Addiguru is opting for a multisensor integration including an acoustic sensor – originally designed to pick up birdsong – which will listen for the sounds of porosity defects in the metal. These tools are expected to enable the team to identify defects as small as 0.025 mm, and the sensor suite will be designed such that it can work with most PBF-LB devices.
“Multisensor data, combined with advanced analytics, will provide critical insights to part manufacturers. This project will enable a comprehensive, real-time assessment of part quality, helping manufacturers make informed go/no-go decisions with confidence,” said Shuchi (SK) Khurana, founder and CEO of Addiguru, also co-leading the print monitoring effort.
Digital twins
Meanwhile, part of the U-M contingent will work with the Additive Manufacturing simulation company AlphaSTAR to use that data to develop digital twins of the manufactured parts.
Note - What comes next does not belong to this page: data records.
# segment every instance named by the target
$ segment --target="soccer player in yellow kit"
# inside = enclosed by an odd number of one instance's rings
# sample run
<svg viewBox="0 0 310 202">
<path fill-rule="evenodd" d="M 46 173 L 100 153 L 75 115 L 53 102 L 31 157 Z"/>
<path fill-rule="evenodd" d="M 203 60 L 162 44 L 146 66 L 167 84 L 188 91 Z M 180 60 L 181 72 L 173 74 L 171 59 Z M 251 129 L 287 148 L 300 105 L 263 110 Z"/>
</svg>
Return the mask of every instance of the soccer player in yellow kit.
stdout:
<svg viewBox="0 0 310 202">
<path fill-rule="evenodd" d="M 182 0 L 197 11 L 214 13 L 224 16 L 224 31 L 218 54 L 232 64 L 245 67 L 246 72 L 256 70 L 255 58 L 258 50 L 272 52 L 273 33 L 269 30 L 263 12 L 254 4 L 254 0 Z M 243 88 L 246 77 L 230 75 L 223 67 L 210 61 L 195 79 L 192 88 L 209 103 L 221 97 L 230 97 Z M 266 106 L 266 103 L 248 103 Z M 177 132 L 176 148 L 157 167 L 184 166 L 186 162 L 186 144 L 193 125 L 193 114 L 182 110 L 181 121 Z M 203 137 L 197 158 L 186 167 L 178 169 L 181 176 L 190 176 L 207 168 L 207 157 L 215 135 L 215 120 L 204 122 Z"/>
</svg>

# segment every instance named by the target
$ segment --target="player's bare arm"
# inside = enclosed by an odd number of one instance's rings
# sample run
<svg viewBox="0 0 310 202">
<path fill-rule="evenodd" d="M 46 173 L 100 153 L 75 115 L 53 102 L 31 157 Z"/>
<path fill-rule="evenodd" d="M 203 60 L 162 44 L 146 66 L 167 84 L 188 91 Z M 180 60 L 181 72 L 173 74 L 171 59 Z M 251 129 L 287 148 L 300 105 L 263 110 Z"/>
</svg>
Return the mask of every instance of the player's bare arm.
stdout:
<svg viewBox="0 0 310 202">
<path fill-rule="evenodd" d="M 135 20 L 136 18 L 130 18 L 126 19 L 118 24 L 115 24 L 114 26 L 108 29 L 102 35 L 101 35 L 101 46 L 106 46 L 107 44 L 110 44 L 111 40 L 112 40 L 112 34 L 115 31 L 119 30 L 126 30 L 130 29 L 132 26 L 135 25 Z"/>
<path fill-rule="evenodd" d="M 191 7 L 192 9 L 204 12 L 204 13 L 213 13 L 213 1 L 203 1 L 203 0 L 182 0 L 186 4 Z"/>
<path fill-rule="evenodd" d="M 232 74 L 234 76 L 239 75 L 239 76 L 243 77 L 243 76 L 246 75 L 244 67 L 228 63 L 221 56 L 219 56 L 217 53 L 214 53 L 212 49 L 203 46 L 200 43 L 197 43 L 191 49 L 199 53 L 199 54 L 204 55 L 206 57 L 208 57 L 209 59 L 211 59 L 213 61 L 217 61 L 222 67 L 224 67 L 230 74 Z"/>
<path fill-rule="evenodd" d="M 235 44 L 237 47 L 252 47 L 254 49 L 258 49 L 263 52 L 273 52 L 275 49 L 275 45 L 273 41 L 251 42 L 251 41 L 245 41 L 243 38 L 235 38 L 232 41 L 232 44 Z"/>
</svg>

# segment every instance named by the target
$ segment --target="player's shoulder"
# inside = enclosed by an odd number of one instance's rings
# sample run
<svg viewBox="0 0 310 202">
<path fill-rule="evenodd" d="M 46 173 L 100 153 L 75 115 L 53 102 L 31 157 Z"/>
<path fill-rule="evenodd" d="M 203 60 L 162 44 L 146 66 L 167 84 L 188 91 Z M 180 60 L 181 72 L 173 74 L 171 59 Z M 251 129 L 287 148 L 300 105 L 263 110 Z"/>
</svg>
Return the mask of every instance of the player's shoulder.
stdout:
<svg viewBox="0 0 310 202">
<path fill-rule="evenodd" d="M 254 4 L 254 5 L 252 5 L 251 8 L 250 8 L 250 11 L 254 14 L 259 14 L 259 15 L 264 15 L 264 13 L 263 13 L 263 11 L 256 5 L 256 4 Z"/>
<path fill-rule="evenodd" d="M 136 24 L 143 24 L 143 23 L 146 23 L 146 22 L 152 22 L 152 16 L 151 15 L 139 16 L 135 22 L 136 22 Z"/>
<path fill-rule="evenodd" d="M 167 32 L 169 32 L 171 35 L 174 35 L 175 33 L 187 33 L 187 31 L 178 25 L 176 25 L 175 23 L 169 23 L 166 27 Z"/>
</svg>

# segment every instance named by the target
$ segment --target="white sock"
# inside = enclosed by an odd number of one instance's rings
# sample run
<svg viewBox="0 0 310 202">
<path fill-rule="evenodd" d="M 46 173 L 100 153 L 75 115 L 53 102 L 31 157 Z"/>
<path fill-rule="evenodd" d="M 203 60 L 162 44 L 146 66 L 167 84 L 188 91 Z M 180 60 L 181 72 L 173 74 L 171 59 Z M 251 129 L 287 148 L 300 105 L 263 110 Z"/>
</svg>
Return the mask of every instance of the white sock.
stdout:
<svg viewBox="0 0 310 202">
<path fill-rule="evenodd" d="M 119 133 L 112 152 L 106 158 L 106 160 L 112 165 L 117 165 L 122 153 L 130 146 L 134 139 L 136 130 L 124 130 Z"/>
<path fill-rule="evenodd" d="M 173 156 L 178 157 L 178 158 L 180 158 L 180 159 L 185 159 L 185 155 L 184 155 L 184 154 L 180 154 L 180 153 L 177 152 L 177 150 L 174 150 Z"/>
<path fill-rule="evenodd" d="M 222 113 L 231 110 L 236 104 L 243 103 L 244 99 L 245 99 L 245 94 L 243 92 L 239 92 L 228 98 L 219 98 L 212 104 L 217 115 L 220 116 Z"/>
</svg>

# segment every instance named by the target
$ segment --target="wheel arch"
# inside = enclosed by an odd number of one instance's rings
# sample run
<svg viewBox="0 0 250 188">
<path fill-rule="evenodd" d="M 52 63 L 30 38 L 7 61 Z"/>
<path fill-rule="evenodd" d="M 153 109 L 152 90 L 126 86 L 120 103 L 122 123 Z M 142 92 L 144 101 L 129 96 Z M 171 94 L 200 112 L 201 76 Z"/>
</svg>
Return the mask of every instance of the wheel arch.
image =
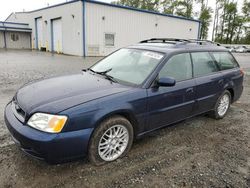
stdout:
<svg viewBox="0 0 250 188">
<path fill-rule="evenodd" d="M 112 118 L 115 116 L 122 116 L 122 117 L 126 118 L 131 123 L 131 125 L 133 127 L 134 137 L 136 137 L 136 135 L 138 134 L 138 130 L 139 130 L 139 123 L 138 123 L 135 115 L 129 110 L 117 110 L 117 111 L 113 111 L 113 112 L 110 112 L 108 114 L 101 116 L 97 120 L 97 122 L 95 123 L 94 129 L 96 129 L 98 126 L 100 126 L 100 124 L 103 121 L 105 121 L 106 119 Z"/>
</svg>

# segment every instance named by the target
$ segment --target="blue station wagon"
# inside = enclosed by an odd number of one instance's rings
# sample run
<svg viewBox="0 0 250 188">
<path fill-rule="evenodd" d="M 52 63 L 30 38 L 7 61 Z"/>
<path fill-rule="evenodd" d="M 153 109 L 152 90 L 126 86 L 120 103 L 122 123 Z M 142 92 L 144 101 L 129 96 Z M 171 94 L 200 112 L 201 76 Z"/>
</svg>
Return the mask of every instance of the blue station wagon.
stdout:
<svg viewBox="0 0 250 188">
<path fill-rule="evenodd" d="M 149 39 L 79 74 L 24 85 L 7 104 L 5 122 L 35 158 L 58 163 L 88 156 L 101 165 L 159 128 L 203 113 L 223 118 L 242 94 L 243 76 L 217 44 Z"/>
</svg>

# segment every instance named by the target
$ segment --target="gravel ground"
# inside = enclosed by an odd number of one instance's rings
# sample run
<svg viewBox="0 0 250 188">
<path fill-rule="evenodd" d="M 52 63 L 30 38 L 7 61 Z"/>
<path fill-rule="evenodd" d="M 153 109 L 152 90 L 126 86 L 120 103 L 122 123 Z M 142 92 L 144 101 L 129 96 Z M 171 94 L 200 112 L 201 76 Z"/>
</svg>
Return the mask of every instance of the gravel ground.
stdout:
<svg viewBox="0 0 250 188">
<path fill-rule="evenodd" d="M 199 116 L 161 129 L 137 140 L 127 157 L 95 167 L 27 157 L 11 141 L 3 111 L 24 83 L 79 72 L 98 58 L 0 51 L 0 187 L 250 187 L 250 55 L 235 56 L 245 89 L 223 120 Z"/>
</svg>

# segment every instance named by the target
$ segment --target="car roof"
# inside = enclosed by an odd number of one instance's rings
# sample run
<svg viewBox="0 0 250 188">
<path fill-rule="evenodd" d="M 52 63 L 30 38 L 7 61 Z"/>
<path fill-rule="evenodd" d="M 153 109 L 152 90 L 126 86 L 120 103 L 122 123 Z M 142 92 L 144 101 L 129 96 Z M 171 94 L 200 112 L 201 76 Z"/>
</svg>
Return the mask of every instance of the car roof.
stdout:
<svg viewBox="0 0 250 188">
<path fill-rule="evenodd" d="M 165 54 L 178 52 L 199 52 L 199 51 L 226 51 L 229 50 L 218 43 L 207 40 L 195 39 L 148 39 L 141 41 L 139 44 L 129 46 L 136 48 L 161 52 Z"/>
</svg>

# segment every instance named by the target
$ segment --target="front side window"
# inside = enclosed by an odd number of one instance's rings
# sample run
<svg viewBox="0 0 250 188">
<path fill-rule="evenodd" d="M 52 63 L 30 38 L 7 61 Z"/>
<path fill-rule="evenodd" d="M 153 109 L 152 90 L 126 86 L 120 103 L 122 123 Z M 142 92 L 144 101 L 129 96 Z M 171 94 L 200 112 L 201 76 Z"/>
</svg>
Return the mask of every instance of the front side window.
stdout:
<svg viewBox="0 0 250 188">
<path fill-rule="evenodd" d="M 228 52 L 213 52 L 212 53 L 216 62 L 218 63 L 220 70 L 233 69 L 238 67 L 233 56 Z"/>
<path fill-rule="evenodd" d="M 159 78 L 172 77 L 176 81 L 192 78 L 192 62 L 189 53 L 171 57 L 159 73 Z"/>
<path fill-rule="evenodd" d="M 139 49 L 120 49 L 91 67 L 105 72 L 115 80 L 132 85 L 142 84 L 164 57 L 158 52 Z"/>
<path fill-rule="evenodd" d="M 217 72 L 218 68 L 208 52 L 195 52 L 191 54 L 194 66 L 194 76 L 205 76 Z"/>
</svg>

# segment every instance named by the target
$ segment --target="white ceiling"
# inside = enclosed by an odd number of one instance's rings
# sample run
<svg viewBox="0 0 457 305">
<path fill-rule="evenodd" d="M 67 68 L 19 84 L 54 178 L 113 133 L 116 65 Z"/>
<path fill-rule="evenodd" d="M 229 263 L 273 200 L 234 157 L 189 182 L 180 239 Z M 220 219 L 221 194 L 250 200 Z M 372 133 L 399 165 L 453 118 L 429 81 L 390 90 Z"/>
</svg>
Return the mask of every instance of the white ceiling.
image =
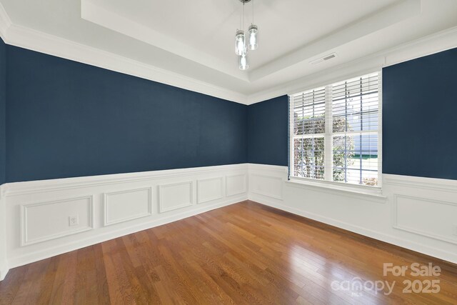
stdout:
<svg viewBox="0 0 457 305">
<path fill-rule="evenodd" d="M 239 0 L 0 3 L 15 25 L 246 96 L 457 26 L 456 0 L 253 1 L 260 42 L 246 71 L 234 54 Z"/>
</svg>

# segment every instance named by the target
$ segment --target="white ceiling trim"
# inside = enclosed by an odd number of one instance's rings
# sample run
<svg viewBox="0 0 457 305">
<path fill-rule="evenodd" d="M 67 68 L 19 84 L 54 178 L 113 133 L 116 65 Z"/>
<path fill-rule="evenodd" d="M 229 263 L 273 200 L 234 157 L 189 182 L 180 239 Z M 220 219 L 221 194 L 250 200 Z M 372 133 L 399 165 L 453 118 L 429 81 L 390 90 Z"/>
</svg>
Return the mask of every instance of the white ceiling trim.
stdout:
<svg viewBox="0 0 457 305">
<path fill-rule="evenodd" d="M 341 78 L 376 71 L 384 66 L 457 47 L 457 26 L 455 26 L 356 61 L 329 68 L 293 81 L 259 91 L 253 94 L 246 95 L 96 48 L 13 24 L 1 4 L 0 4 L 0 36 L 6 44 L 13 46 L 246 105 L 306 90 L 336 81 Z"/>
<path fill-rule="evenodd" d="M 248 81 L 248 74 L 239 73 L 240 71 L 236 65 L 231 64 L 231 63 L 228 64 L 211 54 L 203 53 L 201 50 L 197 50 L 174 39 L 168 35 L 159 33 L 131 19 L 108 11 L 105 8 L 94 4 L 91 0 L 81 0 L 81 16 L 83 19 L 101 26 L 134 38 L 151 46 L 158 46 L 242 81 Z"/>
<path fill-rule="evenodd" d="M 456 47 L 457 26 L 250 94 L 247 104 L 306 91 Z"/>
<path fill-rule="evenodd" d="M 421 14 L 421 0 L 403 0 L 345 26 L 325 37 L 258 67 L 249 74 L 255 81 L 279 70 L 322 54 Z"/>
<path fill-rule="evenodd" d="M 0 34 L 5 43 L 247 104 L 247 96 L 96 48 L 14 24 L 0 4 Z"/>
</svg>

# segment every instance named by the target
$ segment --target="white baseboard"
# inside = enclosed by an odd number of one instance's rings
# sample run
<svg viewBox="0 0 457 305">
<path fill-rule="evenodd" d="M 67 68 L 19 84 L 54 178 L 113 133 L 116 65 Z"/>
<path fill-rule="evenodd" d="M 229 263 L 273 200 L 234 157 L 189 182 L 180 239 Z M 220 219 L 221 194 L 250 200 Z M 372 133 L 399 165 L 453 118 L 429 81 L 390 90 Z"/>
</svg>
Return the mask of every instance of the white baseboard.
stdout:
<svg viewBox="0 0 457 305">
<path fill-rule="evenodd" d="M 354 226 L 351 224 L 340 221 L 337 219 L 333 219 L 328 217 L 323 216 L 321 215 L 317 215 L 312 213 L 306 212 L 305 211 L 292 208 L 284 204 L 271 202 L 268 200 L 266 200 L 264 198 L 261 198 L 261 196 L 259 196 L 251 195 L 249 198 L 249 200 L 252 200 L 253 201 L 258 202 L 265 206 L 271 206 L 272 208 L 278 209 L 282 211 L 292 213 L 296 215 L 313 219 L 316 221 L 322 222 L 326 224 L 336 226 L 338 228 L 350 231 L 358 234 L 371 237 L 378 241 L 384 241 L 388 244 L 401 246 L 402 248 L 413 250 L 419 253 L 422 253 L 423 254 L 429 255 L 431 256 L 439 258 L 447 261 L 454 263 L 457 262 L 457 254 L 456 253 L 442 251 L 438 249 L 429 247 L 426 244 L 412 242 L 406 239 L 401 239 L 391 235 L 382 234 L 361 226 Z"/>
<path fill-rule="evenodd" d="M 0 266 L 0 281 L 3 281 L 5 279 L 6 274 L 8 274 L 8 271 L 9 271 L 9 268 L 8 268 L 7 266 Z"/>
<path fill-rule="evenodd" d="M 11 268 L 247 199 L 457 263 L 457 181 L 394 175 L 383 180 L 381 204 L 366 195 L 294 187 L 286 183 L 286 167 L 261 164 L 4 184 L 0 279 Z"/>
<path fill-rule="evenodd" d="M 457 264 L 456 181 L 384 174 L 381 201 L 294 187 L 286 166 L 248 164 L 248 172 L 250 200 Z"/>
<path fill-rule="evenodd" d="M 0 276 L 246 200 L 247 176 L 244 164 L 4 184 L 6 229 L 0 241 L 6 257 L 0 257 Z"/>
<path fill-rule="evenodd" d="M 49 257 L 55 256 L 59 254 L 62 254 L 71 251 L 77 250 L 79 249 L 84 248 L 86 246 L 109 241 L 110 239 L 124 236 L 132 233 L 146 230 L 148 229 L 161 226 L 163 224 L 169 224 L 171 222 L 184 219 L 187 217 L 191 217 L 194 215 L 221 208 L 223 206 L 229 206 L 231 204 L 243 201 L 244 200 L 247 200 L 247 197 L 246 196 L 235 197 L 233 199 L 226 200 L 224 202 L 220 202 L 206 206 L 199 207 L 198 209 L 194 209 L 188 211 L 174 214 L 173 215 L 166 217 L 161 217 L 150 222 L 129 226 L 126 228 L 115 229 L 101 234 L 94 235 L 93 236 L 90 236 L 78 241 L 71 241 L 67 244 L 54 246 L 53 248 L 43 249 L 36 252 L 26 254 L 21 256 L 11 258 L 9 261 L 9 269 L 23 266 L 27 264 L 33 263 L 34 261 L 38 261 L 41 259 L 48 259 Z M 8 270 L 6 270 L 6 272 Z"/>
</svg>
They intend to combine advanced physics-based modelling of the PBF-LB Additive Manufacturing process from AlphaSTAR with U-M’s simulations of the part’s structure at the microscale. The modelling and simulation of the microstructure will also help the team identify the residual stresses – stresses built into the part – that may eventually contribute to its demise.
“The microstructures of 3D-printed parts contain crystal grains that produce different properties across different directions, brittle structures known as intermetallic phases, and internal pores that are different from those seen in their conventionally processed counterparts. Microstructure modelling will offer important inputs for fatigue life predictions,” said Lei Chen, associate professor of mechanical engineering at U-M Dearborn, who plays a key role in the microstructure modelling effort.
Finally, U-M researchers will also work with partners at the University of California, San Diego, to run uncertainty quantification models on top of the microstructure models, predicting the resilience of the part over time by digitally testing how the metal responds to the stresses it’s likely to encounter on the job. To validate those predictions, Auburn University will perform fatigue testing on the metal parts, stressing them until they break.
“If PRIME takes off, it’s like giving 3D printing a crystal ball: predicting the lifetime of PBF-LB parts across platforms and turning critical part production into a low-cost, distributed dream,” Sundararaghavan said.
The project is funded through DARPA’s Structures Uniquely Resolved to Guarantee Endurance programme.